Dana-Farber Team Said ORFs Can Help Sharpen Focus of Gene Maps
Researchers at Dana-Farber Cancer Institute have used a new gene-mapping technique to produce what may be “the clearest picture yet” of all the genes of an organism.
They said that the work on the model organism Caenorhabditis elegans may eventually help improve the way scientists see human and other genomes.
“The fact is, our current picture of the ‘parts list’ of the human genome is rather fuzzy,” said the study’s senior author, Marc Vidal, of Dana-Farber. “Computer programs have been used to predict the position and structure of genes. However, we don’t know exactly where most genes begin and end, and there are literally thousands of gaps in our picture of how the building blocks of genes are arranged.”
In their research, published in the April 7 Nature Genetics, Vidal and colleagues relied on open reading frames to check the accuracy of the existing map of the C. elegans genome.
When a cell creates a protein, the ORF for it is transferred from a gene to messenger RNA, which then carries it to the ribosome. By capturing the RNA within C. elegans cells and converting it into cDNA, the investigators were able to gather the worm’s full set of ORF instructions. The team then compared the segments of cDNAs with the stretches of sequence thought to contain those genes.
Using this technique to examine all 19,000 predicted genes in C. elegans. The researchers found that in more than half the cases the predicted genes did not completely match the actual genes isolated in their study.
“This demonstrates that even in C. elegans … the genome map needs a great deal of correcting and refining,” Vidal said in a statement last week. “We’re still a long way from having a perfect picture of the parts list encoded by the worm genome, let alone the human one.
“The success of this technique with C. elegans suggests that it can be equally successful with the genomes of other creatures, including humans,” said Vidal.
Labs that contributed to the Dana-Farner research included the Unite de Recherche en Biologie Moleculaire, in Belgium; Research Genetics, in Huntsville, Ala.; Life Technologies, of Rockville, Md.; Protedyne, of Windsor, Conn.; McGill University, in Montreal; the Public Health Research Institute, in Newark, NJ; Yale University, in New Haven, Conn.; Albert Einstein College of Medicine, in New York; and Genome Therapeutics, of Waltham, Mass.
Helping to fund the research were the National Cancer Institute, the National Human Genome Research Institute, the National Institute of General Medical Sciences, and the Merck Genome Research Institute.

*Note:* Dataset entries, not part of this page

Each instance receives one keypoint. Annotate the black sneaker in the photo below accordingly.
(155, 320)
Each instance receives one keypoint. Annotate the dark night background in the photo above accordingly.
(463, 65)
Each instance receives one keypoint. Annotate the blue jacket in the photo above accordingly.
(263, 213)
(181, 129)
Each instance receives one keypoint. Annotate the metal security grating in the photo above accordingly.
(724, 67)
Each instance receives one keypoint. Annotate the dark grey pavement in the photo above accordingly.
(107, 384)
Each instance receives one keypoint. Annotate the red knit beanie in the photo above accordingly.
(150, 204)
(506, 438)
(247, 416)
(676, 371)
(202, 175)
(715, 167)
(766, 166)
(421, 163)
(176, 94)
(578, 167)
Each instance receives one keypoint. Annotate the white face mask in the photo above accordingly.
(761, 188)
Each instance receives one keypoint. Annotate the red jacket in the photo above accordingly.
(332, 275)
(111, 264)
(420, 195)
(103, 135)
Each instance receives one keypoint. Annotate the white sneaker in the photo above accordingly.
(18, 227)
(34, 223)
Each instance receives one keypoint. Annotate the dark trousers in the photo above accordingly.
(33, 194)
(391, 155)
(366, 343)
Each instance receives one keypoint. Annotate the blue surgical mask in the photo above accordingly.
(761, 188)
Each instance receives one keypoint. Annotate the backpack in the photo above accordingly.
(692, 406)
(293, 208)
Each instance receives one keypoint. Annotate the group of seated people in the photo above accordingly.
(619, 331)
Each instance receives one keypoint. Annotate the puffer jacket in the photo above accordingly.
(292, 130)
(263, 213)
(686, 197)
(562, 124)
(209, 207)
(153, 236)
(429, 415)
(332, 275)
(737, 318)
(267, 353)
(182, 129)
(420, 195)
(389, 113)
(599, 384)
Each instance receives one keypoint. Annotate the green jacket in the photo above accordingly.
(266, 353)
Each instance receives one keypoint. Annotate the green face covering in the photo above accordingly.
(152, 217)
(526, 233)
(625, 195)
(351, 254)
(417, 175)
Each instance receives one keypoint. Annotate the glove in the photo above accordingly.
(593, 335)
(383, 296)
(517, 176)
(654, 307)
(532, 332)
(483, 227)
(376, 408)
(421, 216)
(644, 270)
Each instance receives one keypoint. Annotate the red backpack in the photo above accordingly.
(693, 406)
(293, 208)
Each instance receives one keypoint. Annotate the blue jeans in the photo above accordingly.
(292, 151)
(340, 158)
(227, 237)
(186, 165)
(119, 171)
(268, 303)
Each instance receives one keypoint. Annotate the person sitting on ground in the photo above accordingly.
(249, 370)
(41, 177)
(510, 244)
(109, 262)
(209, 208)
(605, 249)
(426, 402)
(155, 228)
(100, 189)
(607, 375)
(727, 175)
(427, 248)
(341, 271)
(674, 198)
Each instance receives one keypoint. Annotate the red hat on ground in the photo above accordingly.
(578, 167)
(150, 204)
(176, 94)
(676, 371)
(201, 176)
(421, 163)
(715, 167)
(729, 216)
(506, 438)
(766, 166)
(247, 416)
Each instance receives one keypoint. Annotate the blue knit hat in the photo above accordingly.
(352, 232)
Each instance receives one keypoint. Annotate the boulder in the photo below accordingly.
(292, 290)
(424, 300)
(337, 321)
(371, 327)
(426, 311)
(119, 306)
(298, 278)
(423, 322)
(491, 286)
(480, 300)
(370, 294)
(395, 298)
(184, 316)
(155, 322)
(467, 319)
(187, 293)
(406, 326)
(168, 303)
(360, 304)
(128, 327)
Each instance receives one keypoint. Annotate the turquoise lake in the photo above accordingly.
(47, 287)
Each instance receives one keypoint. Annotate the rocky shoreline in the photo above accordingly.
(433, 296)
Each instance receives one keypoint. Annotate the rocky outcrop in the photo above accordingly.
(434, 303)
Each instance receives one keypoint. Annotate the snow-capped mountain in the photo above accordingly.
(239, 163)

Oxford Said to Develop Method For Evaluating Non-Coding Genes
Researchers at Oxford University’s Wellcome Trust Center for Human Genetics last week said they have developed a way to evaluate the functional significance of non-coding polymorphisms in the human genome.
Oxford said the discovery may eventually improve the way in which scientists are able to determine genetic susceptibility to disease.
Most SNPs in non-coding regions “may be of little functional significance, but some have important effects” on gene regulation, according to Isis Innovation, an Oxford University spin-off. Today, researchers can screen for SNPs that affect transcriptional regulation by examining DNA in an in vitro setting like reporter genes or electromobility-shift assays. But these are known to produce misleading results.
In vivo evaluation of the effects of SNPs on transcriptional regulation is preferable, though allele-specific real-time PCR of a single heterozygous individual requires the SNP to be linked to a genetic marker that appears on the RNA transcript. “This approach has limited applicability since many non-coding region SNPs may not produce a transcribed marker SNP to discriminate between the alleles,” Oxford said.
In response to these difficulties, Oxford researchers have developed a sensitive method for detecting SNPs that affect gene expression in heterozygous cells, even if there are no suitable genetic markers on the RNA transcript. Indeed, the new approach allows scientists to analyze SNPs in vivo within their natural chromosomal environment, and is subject to all the natural regulatory processes that operate in the specific cell type in which it is investigated.
“If you have a gene that is heterozygous and there’s also a SNP in the promoter sequence that could be affecting whether one gets transcribed or … the heterozygous [gene] gets promoted,” said a spokesman for Isis Innovation, Oxford University’s technology transfer company. “The idea is that if the SNP in the promoter region is having an effect on the binding of the transcription unit, they’ll be able to detect this difference in the binding by using this antibody-detecting technique.
Isis has filed for a patent on this discovery and welcomes contact from potential commercial partners.